Au moment de la libération, on passe d’un structure où aucune information n’est accessible à une structure où tout est accessible. C’est difficile à gérer pour beaucoup, il faut de l’accompagnement et du coaching.
Finalement, ce changement est un changement de différents types de logiques.

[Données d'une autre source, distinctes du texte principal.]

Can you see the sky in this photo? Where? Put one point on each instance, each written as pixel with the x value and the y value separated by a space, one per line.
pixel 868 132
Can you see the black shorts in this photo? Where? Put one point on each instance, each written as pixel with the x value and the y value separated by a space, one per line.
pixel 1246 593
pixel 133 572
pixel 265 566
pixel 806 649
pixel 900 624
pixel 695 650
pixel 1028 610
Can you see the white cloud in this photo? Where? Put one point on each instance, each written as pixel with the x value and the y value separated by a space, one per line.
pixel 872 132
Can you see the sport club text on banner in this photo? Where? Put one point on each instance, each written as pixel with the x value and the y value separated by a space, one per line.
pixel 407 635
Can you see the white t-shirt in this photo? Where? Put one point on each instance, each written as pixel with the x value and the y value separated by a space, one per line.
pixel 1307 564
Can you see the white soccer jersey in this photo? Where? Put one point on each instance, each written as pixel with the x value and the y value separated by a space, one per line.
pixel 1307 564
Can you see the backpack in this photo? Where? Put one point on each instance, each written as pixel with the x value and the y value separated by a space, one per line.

En poussant un peu plus, au moment du saut en parachute ils ont constaté 4 types de comportements :
Ils se sont plantés ? Tant pis.
En France, on aime pas l’erreur. C’est très culturel. On peut prendre l’exemple des dictées à l’école, où chaque mot érronnée est entouré d’un rouge accusateur. On ne parle pas de tous les autres mots qui sont justes. On ne voit que l’erreur, et il ne faut pas se tromper, c’est mal.
On pénalise donc l’erreur au lieu de la valoriser.
Pourtant, ne pas avoir peur de l’erreur est essentiel dans une entreprise.
Quand on se plante, c’est qu’on a osé. Si on tape sur les doigts de quelqu’un qui se plante, il se plantera une fois ou deux mais pas 50. C’est un problème ! L’employé va finir par ne plus oser. Et si on n’ose pas, l’entreprise ne se développera pas.
Cet article contient de nombreux mots clés mais ne donne pas vraiment de clés à mettre en oeuvre directement. En fait, on retrouve de nombreux ingrédients des recettes de Zobrist et de « Liberté et compagnie » dans de nombreuses entreprises libérées. Les détails concrets de leur implémentation sont à voir au cas par cas.
Un des éléments à garder à l’esprit, c’est de ne pas négliger l’importance de responsabiliser les employés, pas juste créer un contexte dans lequel ils sont libres.
La liberté sans la responsabilité, c’est l’anarchie. Au contraire, la liberté avec la responsabilité entraîne le bonheur et la performance.
Il ne faut pas remplacer le contrôle par l’absence de contrôle, mais remplacer les outils contrôlant et structurants par d’autres outils. L’autoévaluation est l’un d’entre eux.
Et quel que soient les processus que l’on crée, ne pas négliger de les remettre en cause régulièrement.